My name is Antti Kause from MTT Agrifood Research Finland. I work mainly with fish breeding but I am also exposed to some work on farm animals.
I want to draw your attention to the very different costs of alternative ways of using molecular marker information in selection. This has relevance for the applicability of different type of MAS schemes.
Case A. One way of performing MAS is that we are working with a quantitative trait (or traits) which is determined simultaneously by few major genes and many genes with a small effect. And the idea is to increase the frequency of favourable alleles coding for the trait(s). Finding the several, hopefully population-wide, QTLs (or the genes) is laborious and costly. And to perform MAS in a sophisticated manner, one needs to combine the marker information with the breeding values for the trait(s) to create an appropriate selection index. Performing efficient MAS may here requires genotyping of many individuals, which again is costly.

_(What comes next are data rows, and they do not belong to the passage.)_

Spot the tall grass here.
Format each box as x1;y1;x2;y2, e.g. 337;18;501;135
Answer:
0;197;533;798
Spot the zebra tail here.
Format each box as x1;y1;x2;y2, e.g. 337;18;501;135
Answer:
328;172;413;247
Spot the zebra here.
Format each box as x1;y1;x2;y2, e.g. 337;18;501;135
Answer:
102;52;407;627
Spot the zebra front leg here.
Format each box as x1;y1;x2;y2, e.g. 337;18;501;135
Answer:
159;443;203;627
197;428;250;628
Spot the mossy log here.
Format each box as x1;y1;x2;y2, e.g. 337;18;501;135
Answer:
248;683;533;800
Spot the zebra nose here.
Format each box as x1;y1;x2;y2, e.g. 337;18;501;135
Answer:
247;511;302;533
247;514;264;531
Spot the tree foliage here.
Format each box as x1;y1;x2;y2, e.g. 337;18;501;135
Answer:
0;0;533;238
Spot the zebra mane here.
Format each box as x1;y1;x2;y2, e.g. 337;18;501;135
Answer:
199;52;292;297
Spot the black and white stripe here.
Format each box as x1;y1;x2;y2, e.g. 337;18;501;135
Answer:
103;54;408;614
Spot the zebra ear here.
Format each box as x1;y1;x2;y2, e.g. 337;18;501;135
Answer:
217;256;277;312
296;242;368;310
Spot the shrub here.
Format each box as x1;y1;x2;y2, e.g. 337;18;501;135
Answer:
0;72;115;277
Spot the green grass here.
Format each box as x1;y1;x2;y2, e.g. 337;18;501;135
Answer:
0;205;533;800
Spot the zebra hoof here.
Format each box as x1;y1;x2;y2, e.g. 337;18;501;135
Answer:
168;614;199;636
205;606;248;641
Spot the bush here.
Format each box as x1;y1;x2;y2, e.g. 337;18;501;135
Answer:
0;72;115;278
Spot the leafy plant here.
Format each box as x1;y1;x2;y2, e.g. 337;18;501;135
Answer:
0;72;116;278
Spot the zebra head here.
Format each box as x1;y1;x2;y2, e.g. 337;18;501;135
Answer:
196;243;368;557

Case B. In some cases, we have in a population a detrimental allele with only a simple major effect, making the trait an almost all-or-none trait (i.e. a qualitative trait). Such a case is, for example, an immotile short tail sperm defect in pigs and, perhaps, the halothane gene influencing meat quality in pigs. Here, the idea is that we want to get rid of the allele and there is a simple gene test available to do this. The gene test for the sperm defect, for instance, can be done on a limited number of animals (sires to be used for artificial insemination). It is obvious that in these cases, performing MAS is much more cheaper and simple.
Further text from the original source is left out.